Picks from the Pros:

Cinco Sentidos

“The best new mezcal that has come across our threshold here at Minero is a brand that’s currently not even available in the Charleston market—Cinco Sentidos out of Oaxaca, Mexico. The brand prides itself on being ‘a representation of small-scale maestro mezcaleros that produce agave spirits with complex flavors.’ They currently have four variations of mezcal, but the Papalometl and Pechuga de Mole Poblano are our favorites. The Papalometl is mashed by hand, fermented in rawhide and double distilled in clay pots. The flavors that come across are grassy, earthy and leathery, and it’s lightly smoky with the essence of fresh chiles.

The Pechuga de Mole Poblano is unlike any other pechuga that we’ve had. The flavor of mole is so pronounced in this variety, it almost feels as though you’re eating a mole dish. The master distiller adds in cooked chicken (most pechugas are made with raw chicken) and mole poblano during the second distillation. The mole blend consists of chocolate, bananas, apples, chile ancho, chile mulato, cumin, cloves, cinnamon and other spices. No joke, all these flavors come through in the finished product and give you a standout, savory mezcal. Cinco Sentidos is a relatively new brand to Mexico, and they have only just begun to make their presence known in the U.S. market. Nonetheless, the line gets our vote for best new mezcals in 2017, and we look forward to being able to carry them in our restaurant in the future.” — Wesley Grubbs (Chef de Cuisine) and Pam Berry (General Manager), Minero

Mezcal Mala Idea

"Any bottling from Mezcal Mala Idea in Oaxaca is my new favorite because they use four types of agave—Tepextate, Cuishe, Espadín and Tobala—which are wild agaves from the region that sometimes have been growing for 20 and 30 years. The agaves are not mixed but rather bottled separately. The palate of each expression is sophisticated and modern, but the method of distillation is artisanal and traditional. It is undoubtedly a great project." — Elmo Quintero, Sommelier, Grand Solmar Land’s End Resort & Spa

Mezcal Vago Tobala en Barro

“With so many maestro mezcaleros out there, I'd say that in the last five years or so, I have come to want and learn more from what maestro Tio Rey is doing with Vago. He's had some of the best Tobala on the market for some time now, so anything with his name on it is a sureshot. His Tobala en Barro ($117) release for this year is in my personal top three mezcals I've ever put to my lips. As for serving it, I think it's best served in a veladora or copita, no additives necessary. The hardest part, in my estimation, is not having enough of it to serve as there are only 78 liters of it in the world (kinda hard to find). It’s extremely hard to hold back in crushing this bottle amongst friends.” — Rashid Barrett, Spirit Guide, Las Perlas Austin

Supercall Picks:

Mezcales de Leyenda Cementerio Mezcalero ($267)

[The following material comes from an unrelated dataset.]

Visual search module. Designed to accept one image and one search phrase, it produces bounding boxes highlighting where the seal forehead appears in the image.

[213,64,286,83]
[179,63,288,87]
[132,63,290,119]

This limited-edition mezcal is the first release in a series of bottlings that honors the tradition of aging the agave spirit in glass bottles underground. After aging, the liquids are excavated during a “desentierros mezcaleros” (mezcal unearthing), traditionally on Día de Los Muertos. Cementerio Mezcalero is distilled from agave americana sahuayensis, which can grow to about two meters in height and can weigh anywhere from 80 to 200 pounds. On the nose, it brings aromas of chestnuts and dried fruits with a fruity, buttery flavor that develops into a long, mildly smoky finish. If you’re looking for a special occasion mezcal to celebrate the holiday, this is it.

Kimo Sabe Añejo ($55)

Kimo Sabe has been taking the United States by storm with their joven and reposado bottlings, and now fans can add another expression to their bar cart. This unique añejo is aged for 18 months in American Oak casks that have already held the brand’s reposado, which gives it a round, elegant nose with notes of vanilla and sweet grass. On the palate it’s light and smooth with flavors of banana, licorice spice and a buttery finish. If you’re new to añejos, this is a great place to start.